In an interview with Wilson Greatbatch many years ago with the author of this commemorative article, the US inventor explained his position toward Europe. He made it clear, that he disagreed with every war and quarrel with the "old homeland Europe". Still, in his youth he had fought against the German Reich and its allies; he saw it as a duty to his nation. "So, that much more I loved to contribute to the dialog with civilians after the end of the war. Reason and the common ideals will bring us farther", he said. "And so I have also met John (Zavrel). From this has developed a respectful, good kind of father-son relationship."


More than 300 inventions registered

Wilson Greatbatch died on September 27, 2011. In the 92 years of his eventful life as inventor, he has registered some 325 US patents. The most known invention is not only the implantable heart pacemaker, but the necessary lithium battery which powers it and does not corrode. As seen today, due to these inventions after overcoming the formerly impossible problems, the implanting of heart pacemakers under local anasthesia became widely seen as a routine operation. But it is not as simple as one imagines! Until his last days of his life, Greatbatch was occupied with ideas whose realization were meant to help the people.
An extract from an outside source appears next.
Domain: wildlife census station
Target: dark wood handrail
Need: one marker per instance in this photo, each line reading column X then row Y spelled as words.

Carreer began as radio operator at sea

The carreer as inventor began for Greatbatch during the Second World War in the US Navy, where he repaired electronic parts on a destroyer, as well as a radio operator being sent to Iceland on accompanying ships. Later he taught at a radar school and finally served as rear gunner in bomber operations. After the war he worked for one year as a telephone installer, before he began his study in electrical engineering at the Cornell University. For the financing of these studies, the father of three worked at a radio station as well as electrical engineer on the radio telescope of the university.
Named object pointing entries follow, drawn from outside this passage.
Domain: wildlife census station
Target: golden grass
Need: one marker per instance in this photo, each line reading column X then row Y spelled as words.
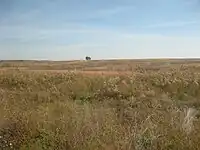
column 145, row 110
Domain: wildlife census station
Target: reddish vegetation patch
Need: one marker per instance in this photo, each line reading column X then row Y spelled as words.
column 109, row 73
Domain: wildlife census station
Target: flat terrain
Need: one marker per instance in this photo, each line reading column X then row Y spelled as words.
column 100, row 105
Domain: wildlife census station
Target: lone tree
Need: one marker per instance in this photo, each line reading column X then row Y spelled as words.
column 88, row 58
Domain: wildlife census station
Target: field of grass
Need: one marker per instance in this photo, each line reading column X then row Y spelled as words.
column 153, row 107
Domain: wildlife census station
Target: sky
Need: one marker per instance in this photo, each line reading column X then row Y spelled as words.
column 102, row 29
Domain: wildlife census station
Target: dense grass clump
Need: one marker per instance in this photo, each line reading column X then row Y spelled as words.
column 146, row 110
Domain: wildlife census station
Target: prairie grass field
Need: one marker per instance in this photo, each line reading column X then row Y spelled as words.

After he received a Master's degree in electroengineering (M. Sc. Electronical Engineering), he became a manager of the electronic division of the Taber Instrument Corporation in Buffalo. At the same time he founded his own business, since the company had no interest in his pacemaker.

Greatbatch often turns down the praise as being the "inventor" of the heart pacemaker, since others befor him were researching this problem as the theme of their research. But the success was only finalized when he succeeded in the jump from the theory of a refrigerator-size machine to a "handy, small model of the size of a match box." Soon after this he also developed the right battery as its source of energy. The result was perfect!
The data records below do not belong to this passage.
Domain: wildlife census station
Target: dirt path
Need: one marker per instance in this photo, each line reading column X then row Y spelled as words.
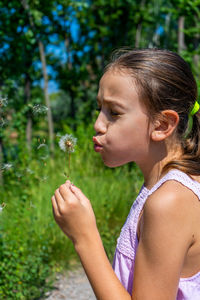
column 72, row 286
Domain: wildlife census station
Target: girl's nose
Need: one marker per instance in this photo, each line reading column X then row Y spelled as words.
column 100, row 124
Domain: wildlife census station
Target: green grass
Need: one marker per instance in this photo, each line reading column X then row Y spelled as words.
column 32, row 247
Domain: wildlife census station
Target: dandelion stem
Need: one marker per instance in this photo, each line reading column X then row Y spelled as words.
column 69, row 163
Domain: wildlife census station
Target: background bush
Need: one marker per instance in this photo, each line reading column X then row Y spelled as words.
column 32, row 247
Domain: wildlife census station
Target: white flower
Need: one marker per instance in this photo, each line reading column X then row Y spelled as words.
column 39, row 109
column 3, row 102
column 67, row 143
column 41, row 145
column 2, row 206
column 6, row 166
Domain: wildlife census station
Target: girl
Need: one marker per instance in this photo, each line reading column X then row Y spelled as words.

Portrait Wilson Greatbatch by Peter Hochberger


Art, culture and tradition

In all the highs and lows of his life, Greatbatch remained a man with the sense of appreciation for art, culture and tradition. His wife Eleanor, with whom he had five children, has always stood by his side. And in the last decades also culminated the cooperation with the diplomat, publisher and author B. John Zavrel. With his encouragement and support, the first "US Museum of European Art" (near Buffalo, New York) came into being. It is located on the main road from New York City, over Buffalo to the Niagara Falls in Canada.

Attached to the museum is an "Alexander Garden" as open-air exhibition space for art objects. The complex serves as a communication point for the transatlantic dialog about culture and society. Wilson Greatbatch was for many years also "Grandmaster" of the "Alexander-Order pour le Mérite for Art and Science". In this capacity he was the successor of the French writer Roger Peyrefitte (Paris). "That Wilson Greatbatch, in the course of his life, would be covered with other honors cannot be ruled out", says Consul Zavrel. "But what is important for us is that this great and modest personality remains to be considered as an example for a free and responasible present and future. This hoimmage to his 100. birth anniversary is a good occasion!"